Twitter’s current leadership has also been pushing crypto payments, revealing on April 22 that it had partnered with payment processor Stripe “to begin offering crypto payments to creators through Stripe so they have more choices in how they get paid,” according to Esther Crawford, Twitter’s. product management for creators.

In May, the world’s largest crypto exchange, Binance, put in $500 million to back Musk’s Twitter bid, adding another proponent of crypto payments to the buyout proposal.

That means there will likely be more focus on crypto payments in Twitter’s earnings report than from other major tech and social media firms.

Google Pay’s attention

Google began looking into crypto payments back in January, when it formed a blockchain and related technology division shortly after Google Payments and Commerce president Arnold Goldberg, a PayPal veteran, said the company was paying “a lot of attention to crypto.”

Earlier this month, the Google Cloud division teamed up with Nasdaq-listed cryptocurrency exchange and crypto payment technology provider Coinbase in a partnership aimed at Web3 developers. In that announcement, Coinbase said it would use Google Cloud to build its platform.

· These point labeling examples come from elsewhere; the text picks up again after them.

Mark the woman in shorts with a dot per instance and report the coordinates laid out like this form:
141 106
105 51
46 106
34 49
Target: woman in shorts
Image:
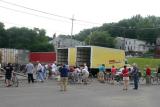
125 74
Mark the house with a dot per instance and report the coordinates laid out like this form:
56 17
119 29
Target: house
131 45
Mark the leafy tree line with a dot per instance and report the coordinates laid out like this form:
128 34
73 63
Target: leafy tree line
34 40
137 27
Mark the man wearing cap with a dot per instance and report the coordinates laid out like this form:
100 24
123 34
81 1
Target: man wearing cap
135 72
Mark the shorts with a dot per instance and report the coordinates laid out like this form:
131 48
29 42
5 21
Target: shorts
8 77
125 78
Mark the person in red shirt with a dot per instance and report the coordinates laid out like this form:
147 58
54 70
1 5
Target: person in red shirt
125 74
148 75
113 73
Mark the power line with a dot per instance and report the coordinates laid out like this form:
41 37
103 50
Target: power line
48 13
34 9
23 12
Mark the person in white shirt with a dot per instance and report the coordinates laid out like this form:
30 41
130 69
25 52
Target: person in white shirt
40 72
85 73
30 69
54 68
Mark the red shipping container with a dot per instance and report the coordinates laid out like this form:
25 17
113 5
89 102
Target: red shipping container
43 57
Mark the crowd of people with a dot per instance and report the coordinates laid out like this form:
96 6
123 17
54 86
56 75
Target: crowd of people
80 74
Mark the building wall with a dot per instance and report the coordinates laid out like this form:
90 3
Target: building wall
66 42
128 44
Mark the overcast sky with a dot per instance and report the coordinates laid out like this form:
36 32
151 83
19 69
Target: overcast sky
88 13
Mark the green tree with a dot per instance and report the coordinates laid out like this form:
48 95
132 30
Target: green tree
100 39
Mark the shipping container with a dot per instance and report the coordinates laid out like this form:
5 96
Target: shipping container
15 56
43 57
66 56
95 56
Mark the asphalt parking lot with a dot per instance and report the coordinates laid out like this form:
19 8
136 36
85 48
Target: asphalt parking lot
47 94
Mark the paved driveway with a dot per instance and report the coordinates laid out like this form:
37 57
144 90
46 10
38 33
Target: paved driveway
93 95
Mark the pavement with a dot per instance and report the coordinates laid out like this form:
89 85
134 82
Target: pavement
96 94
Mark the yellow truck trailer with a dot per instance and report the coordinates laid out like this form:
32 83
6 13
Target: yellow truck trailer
94 56
66 56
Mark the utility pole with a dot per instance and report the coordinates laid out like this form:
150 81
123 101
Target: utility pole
72 19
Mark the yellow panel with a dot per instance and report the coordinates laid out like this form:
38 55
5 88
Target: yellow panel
107 56
72 56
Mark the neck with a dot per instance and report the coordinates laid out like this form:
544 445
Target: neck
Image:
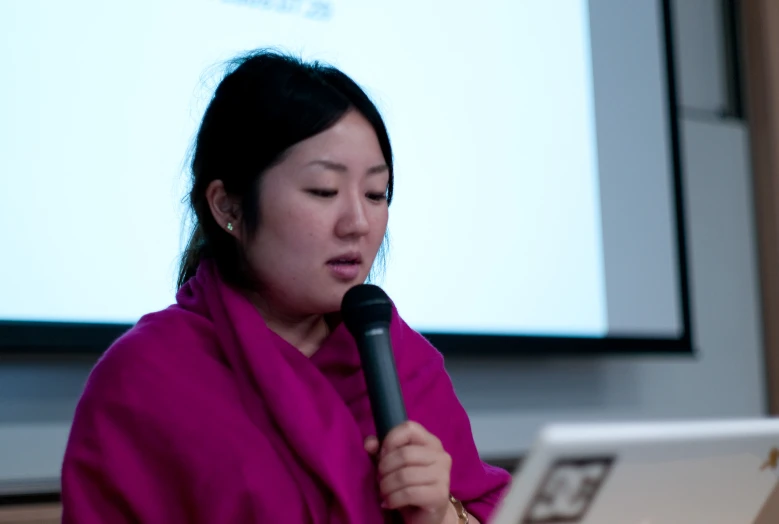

Google Cloud, for its part, said it would “enable select customers, starting with those in the Web3 ecosystem, to pay for its cloud services via select cryptocurrencies” using Coinbase Commerce’s merchant payment tool.

The “new payment experience will benefit Google Cloud customers and partners by increasing payment options for Google Cloud services,” it added.

Back in July, major crypto exchange Crypto.com added Google Pay as a way to buy crypto on its site. And while it’s not really a Google initiative, it showed that Google Pay was willing to be used for crypto payments – something that hasn’t always been the case for banks.